Note that for the closest points, the support vectors. The value of $in t_{n}y(x_{n}) $in will be 1 by definition. Such that optimization problem becomes one of maximizing $in \frac{1}{||W||}$in with the constraint that $in t_{n}(W^{T}\phi(x) + b)\gt 1 $in. This is equivalent to minimizing $in ||W||^{2} $in with the constraint and is a quadratic constrained optimization problem that can be solved with the method of Lagrange multipliers. Our optimization problem then becomes:

$in \underset{w,b}{\mathrm{argmin}} ||W||^{2}$in subject to $int_{n}(W^{T}\phi(x) + b)\gt1$in

We won't go into details of solving problems with the Lagrange multiplier method but if you are curious then you can check out chapter 7 in Christopher Bishop's book Pattern Recognition and Machine Learning or Robert Berwick's lecture notes here.

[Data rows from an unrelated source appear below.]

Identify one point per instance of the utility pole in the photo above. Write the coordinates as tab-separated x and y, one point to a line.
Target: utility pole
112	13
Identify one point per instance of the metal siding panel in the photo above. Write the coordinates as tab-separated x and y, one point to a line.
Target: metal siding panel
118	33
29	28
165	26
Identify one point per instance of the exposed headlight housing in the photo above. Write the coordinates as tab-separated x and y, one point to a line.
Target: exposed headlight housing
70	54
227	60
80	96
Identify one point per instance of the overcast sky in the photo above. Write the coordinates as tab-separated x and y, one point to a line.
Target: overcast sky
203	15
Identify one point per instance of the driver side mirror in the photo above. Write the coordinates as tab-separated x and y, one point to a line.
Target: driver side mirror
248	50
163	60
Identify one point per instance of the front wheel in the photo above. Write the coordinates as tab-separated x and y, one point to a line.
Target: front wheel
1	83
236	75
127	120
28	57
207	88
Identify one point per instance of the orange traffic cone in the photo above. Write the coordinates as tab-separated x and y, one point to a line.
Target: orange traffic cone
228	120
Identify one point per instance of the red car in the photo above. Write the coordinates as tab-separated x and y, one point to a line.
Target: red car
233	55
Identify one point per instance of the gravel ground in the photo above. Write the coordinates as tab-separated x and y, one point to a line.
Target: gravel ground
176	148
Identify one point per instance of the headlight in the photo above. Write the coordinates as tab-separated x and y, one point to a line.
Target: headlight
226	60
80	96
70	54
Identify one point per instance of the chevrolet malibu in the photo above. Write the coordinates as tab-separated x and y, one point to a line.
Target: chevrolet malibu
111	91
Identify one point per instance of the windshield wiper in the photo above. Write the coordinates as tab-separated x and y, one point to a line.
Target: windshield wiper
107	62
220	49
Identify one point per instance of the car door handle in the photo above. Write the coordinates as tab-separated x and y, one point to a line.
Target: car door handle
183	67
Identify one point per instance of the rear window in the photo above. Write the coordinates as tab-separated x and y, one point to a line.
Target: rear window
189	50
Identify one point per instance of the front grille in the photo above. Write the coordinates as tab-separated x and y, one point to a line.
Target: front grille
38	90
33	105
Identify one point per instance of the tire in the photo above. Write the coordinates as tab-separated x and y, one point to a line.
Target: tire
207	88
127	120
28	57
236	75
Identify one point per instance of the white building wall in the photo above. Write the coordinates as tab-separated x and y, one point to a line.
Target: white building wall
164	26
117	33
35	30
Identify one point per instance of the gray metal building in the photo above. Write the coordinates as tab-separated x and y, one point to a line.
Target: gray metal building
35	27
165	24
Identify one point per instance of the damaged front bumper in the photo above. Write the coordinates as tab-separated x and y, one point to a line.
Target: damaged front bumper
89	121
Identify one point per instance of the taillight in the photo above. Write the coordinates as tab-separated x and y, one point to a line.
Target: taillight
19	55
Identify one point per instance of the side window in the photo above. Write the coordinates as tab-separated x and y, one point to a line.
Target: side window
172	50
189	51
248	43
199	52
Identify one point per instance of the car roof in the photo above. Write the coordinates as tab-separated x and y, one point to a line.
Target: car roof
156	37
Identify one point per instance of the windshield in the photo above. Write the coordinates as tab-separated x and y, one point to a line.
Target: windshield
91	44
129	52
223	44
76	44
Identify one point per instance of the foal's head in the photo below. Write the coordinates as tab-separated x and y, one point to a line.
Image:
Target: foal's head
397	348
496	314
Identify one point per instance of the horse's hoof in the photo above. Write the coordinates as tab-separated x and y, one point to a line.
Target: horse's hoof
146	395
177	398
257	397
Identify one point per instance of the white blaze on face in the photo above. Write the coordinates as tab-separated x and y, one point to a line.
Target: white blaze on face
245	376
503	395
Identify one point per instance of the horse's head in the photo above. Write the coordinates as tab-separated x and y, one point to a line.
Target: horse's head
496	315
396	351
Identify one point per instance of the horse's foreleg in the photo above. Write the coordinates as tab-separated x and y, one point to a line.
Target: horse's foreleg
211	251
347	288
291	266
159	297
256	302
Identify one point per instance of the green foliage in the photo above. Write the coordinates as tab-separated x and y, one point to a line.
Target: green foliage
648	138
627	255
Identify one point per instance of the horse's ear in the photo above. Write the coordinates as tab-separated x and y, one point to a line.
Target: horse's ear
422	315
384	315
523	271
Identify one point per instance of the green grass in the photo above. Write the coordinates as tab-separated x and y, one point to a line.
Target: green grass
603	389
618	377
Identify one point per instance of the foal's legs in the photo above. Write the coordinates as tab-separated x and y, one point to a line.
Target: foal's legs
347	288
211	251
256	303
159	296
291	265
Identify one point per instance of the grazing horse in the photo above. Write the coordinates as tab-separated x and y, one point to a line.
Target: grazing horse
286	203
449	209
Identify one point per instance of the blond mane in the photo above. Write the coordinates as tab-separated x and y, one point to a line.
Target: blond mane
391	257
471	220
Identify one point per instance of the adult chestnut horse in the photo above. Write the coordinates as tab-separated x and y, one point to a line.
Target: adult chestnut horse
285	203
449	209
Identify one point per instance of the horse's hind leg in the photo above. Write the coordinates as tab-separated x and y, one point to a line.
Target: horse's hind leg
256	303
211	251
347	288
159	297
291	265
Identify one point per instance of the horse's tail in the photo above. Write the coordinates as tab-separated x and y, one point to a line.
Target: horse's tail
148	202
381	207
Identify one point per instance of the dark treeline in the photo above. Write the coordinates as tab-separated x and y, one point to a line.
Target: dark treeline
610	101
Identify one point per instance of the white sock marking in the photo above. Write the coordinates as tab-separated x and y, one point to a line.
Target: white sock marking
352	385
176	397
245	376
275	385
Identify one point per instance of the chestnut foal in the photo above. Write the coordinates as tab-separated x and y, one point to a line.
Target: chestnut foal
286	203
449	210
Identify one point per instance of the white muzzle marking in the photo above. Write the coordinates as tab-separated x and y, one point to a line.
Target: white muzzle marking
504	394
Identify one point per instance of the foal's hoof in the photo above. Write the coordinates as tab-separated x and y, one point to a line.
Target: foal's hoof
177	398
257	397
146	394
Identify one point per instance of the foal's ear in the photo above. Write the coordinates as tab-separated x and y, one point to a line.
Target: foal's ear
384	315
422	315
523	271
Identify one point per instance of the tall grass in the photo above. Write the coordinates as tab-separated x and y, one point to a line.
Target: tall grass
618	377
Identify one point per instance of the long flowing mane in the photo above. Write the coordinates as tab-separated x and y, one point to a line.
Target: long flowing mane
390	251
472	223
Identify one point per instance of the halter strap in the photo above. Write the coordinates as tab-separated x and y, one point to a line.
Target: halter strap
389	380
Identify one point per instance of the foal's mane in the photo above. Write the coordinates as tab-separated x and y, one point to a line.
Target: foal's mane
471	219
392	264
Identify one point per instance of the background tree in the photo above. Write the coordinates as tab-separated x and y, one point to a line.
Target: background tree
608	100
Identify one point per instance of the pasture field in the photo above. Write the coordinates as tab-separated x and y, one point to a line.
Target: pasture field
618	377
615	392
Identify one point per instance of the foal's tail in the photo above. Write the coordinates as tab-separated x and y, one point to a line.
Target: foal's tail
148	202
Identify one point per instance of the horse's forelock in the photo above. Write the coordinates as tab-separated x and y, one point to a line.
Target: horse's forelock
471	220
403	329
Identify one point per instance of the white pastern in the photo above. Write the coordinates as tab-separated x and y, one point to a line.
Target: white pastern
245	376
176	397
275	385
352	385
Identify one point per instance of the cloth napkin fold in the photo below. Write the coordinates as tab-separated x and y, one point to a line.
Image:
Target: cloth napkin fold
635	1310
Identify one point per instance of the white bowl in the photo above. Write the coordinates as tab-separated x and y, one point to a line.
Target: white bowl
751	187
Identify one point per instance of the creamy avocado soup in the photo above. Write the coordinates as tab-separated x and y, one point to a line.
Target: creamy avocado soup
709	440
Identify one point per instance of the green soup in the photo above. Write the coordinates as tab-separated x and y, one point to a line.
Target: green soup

Although we won't go through the derivation, we will note that the equation that is to be maximized, derived through the use of the Lagrange Multiplier methods:

$in\displaystyle\tilde{L}(a) = \sum_{n=1}^{N} a_{n} - \frac{1}{2} \sum_{n=1}^{N}\sum_{m=1}^{M}a_{n}a_{m}t_{n}t_{m}k(x_{n}, x_{m})$in

with the constraints

$ina_{n} \ge 0$in $inn=1,..,N$in
$in\displaystyle\sum_{n=1}^{N}a_{n}t_{n} = 0$in

The function $in \tilde{L}(a) $in is to be optimized with respect to a where $in a_{n}$in and $in a_{m}$in are the Lagrange multiplier parameters. $ink $in is the kernel function which is defined as $in \phi(x)^{T}\phi(x) $in.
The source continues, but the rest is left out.